In [None]:
%matplotlib inline
import matplotlib
import matplotlib.pyplot as plt
import io, base64, os, json, re, csv
import pandas as pd
import numpy as np
import datetime
import warnings
warnings.filterwarnings('ignore')



In [None]:
path_to_market_data = '/Users/illen/Documents/coinbase-data-downloads/'

### Load Data

In [None]:
gld_df = pd.read_csv(path_to_market_data + 'LBMA-GOLD.csv' )
gld_df['Date'] = pd.to_datetime(gld_df['Date'])
print(gld_df)


gld_df = gld_df[['Date', 'USD (PM)']]
gld_df.columns = ['Date', 'GLD']
gld_df['GLD'] = pd.to_numeric(gld_df['GLD'], errors='coerce')

print(np.min(gld_df['Date'] ),np.max(gld_df['Date'] ))
gld_df = gld_df.sort_values('Date', ascending=True)
gld_df = gld_df.dropna(how='any')

gld_df.head()

In [None]:
fig, ax = plt.subplots(figsize=(16, 8))
plt.plot(gld_df['Date'], gld_df['GLD'], label='GLD', color='gold')
plt.title('Gold '+ str(np.min(gld_df['Date'])) + ' - ' + str(np.max(gld_df['Date'])))
plt.legend(loc='upper left')
plt.grid()
plt.show()

In [None]:
def split_seq(seq, num_pieces):
    # https://stackoverflow.com/questions/54915803/automatically-split-data-in-list-and-order-list-elements-and-send-to-function
    start = 0
    for i in range(num_pieces):
        stop = start + len(seq[i::num_pieces])
        yield seq[start:stop]
        start = stop
        
def pearson(s1, s2):
    """take two pd.Series objects and return a pearson correlation"""
    s1_c=s1-np.mean(s1)
    s2_c=s2-np.mean(s2)
    return np.sum(s1_c * s2_c) / np.sqrt(np.sum(s1_c ** 2) * np.sum(s2_c ** 2))


### 30 trading day series

In [None]:
# pivot the column to a row and seperate into columns of 30 days
lookback = 30
dates = gld_df['Date']
prices = list(gld_df['GLD'].values)
counter_ = -1
price_series = []
for day in dates:
    counter_ += 1
    # if counter % 1000 == 0: print(counter_)
    if counter_ >= lookback:
        price_series.append(prices[counter_ -lookback:counter_])

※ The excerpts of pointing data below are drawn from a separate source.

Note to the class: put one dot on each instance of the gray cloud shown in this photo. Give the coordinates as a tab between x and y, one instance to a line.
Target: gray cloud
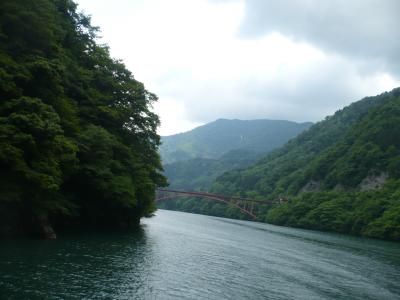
315	93
360	29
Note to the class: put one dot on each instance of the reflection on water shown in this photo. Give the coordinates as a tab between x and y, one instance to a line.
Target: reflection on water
183	256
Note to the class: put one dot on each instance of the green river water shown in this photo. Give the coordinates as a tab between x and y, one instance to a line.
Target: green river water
177	255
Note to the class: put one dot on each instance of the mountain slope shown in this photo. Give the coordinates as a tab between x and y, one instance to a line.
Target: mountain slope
332	172
221	136
200	173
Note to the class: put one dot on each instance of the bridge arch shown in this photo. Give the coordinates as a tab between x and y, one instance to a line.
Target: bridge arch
244	205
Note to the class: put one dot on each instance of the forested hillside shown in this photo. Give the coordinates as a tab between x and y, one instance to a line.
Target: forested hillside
247	142
78	142
221	136
340	175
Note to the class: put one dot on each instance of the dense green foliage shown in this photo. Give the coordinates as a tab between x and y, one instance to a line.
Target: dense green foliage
250	140
219	137
77	137
332	174
198	174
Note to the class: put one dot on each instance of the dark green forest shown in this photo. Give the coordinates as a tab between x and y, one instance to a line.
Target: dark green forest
78	142
215	139
341	175
217	147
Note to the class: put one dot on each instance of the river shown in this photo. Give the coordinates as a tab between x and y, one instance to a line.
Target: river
185	256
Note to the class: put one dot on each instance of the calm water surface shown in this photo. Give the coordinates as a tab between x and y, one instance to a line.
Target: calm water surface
184	256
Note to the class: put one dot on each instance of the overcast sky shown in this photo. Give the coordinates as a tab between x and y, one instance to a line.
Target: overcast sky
297	60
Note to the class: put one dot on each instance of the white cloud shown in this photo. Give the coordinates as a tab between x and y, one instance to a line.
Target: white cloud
190	54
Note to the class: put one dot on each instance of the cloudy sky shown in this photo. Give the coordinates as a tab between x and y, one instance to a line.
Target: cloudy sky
297	60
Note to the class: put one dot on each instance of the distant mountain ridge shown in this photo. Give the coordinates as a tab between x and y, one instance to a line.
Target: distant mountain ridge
343	174
217	138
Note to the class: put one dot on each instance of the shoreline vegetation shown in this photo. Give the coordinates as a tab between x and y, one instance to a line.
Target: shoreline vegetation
78	141
341	175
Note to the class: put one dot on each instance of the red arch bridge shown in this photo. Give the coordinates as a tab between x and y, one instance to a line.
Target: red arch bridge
245	205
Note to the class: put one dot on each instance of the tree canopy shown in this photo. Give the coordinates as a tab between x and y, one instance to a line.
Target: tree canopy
77	134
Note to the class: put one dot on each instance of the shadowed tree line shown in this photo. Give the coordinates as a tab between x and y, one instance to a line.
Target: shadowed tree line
78	142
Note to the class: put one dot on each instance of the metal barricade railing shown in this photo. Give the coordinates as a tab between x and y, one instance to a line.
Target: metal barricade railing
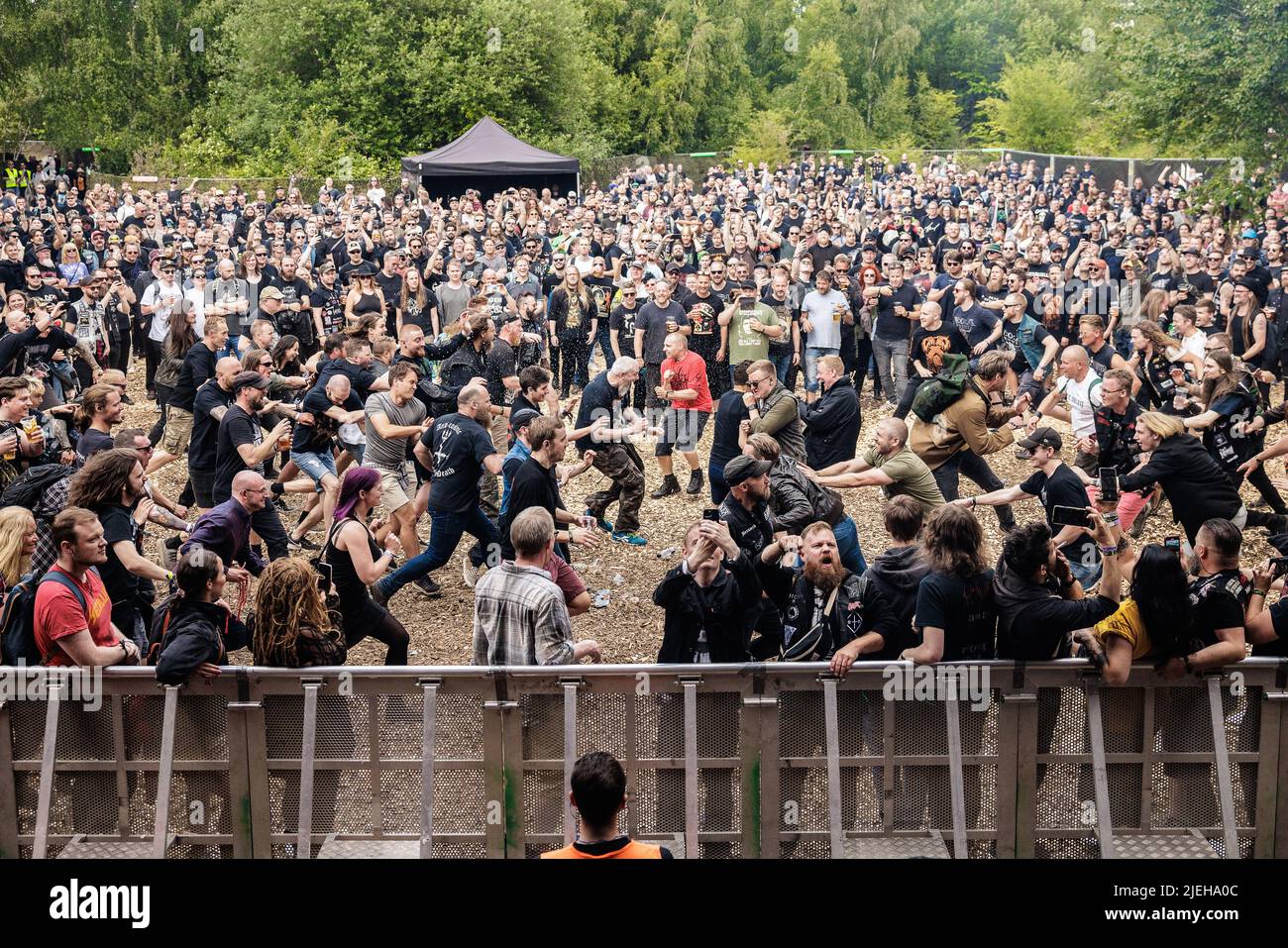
771	760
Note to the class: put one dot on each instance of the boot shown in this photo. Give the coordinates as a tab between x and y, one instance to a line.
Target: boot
669	485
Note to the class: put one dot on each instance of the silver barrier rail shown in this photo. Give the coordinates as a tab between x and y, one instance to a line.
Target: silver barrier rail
990	759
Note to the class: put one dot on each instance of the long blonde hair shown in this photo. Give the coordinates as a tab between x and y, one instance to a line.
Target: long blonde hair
16	526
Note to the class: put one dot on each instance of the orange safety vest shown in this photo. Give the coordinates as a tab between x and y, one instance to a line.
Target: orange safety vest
631	850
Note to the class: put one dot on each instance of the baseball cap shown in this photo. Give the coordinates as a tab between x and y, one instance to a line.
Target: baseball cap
743	468
1042	437
253	380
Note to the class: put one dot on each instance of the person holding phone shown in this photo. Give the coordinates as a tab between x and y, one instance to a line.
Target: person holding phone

timeseries_df = pd.DataFrame(price_series)


### Look for the rise and build the outcome

In [None]:
timeseries_df.shape

In [None]:
timeseries_df.head()

In [None]:
counter = 5
for index, row in timeseries_df.iterrows():
    counter -= 1
    # look for the desired shape
    plt.plot(row.values)
    plt.grid()
    plt.show()
    if counter < 0:
        break

### Pattern Simplifier

Here we break a long list of data into smaller lists set by 'complexity' and then average out each one

In [None]:
counter =5 
complexity = 5
for index, row in timeseries_df.iterrows():
    counter -= 1
    #look for the shape
    plt.plot([np.mean(r) for r in split_seq(list(row.values), complexity)])
    plt.grid()
    plt.show()
    if counter < 0:
        break

In [None]:
[np.mean(r) for r in split_seq(list(row.values), complexity)]

In [None]:
r

In [None]:
for index, row in timeseries_df.iterrows():
    print(row)
    r = row
    break

In [None]:
[np.mean(t) for t in split_seq(list(r), complexity)]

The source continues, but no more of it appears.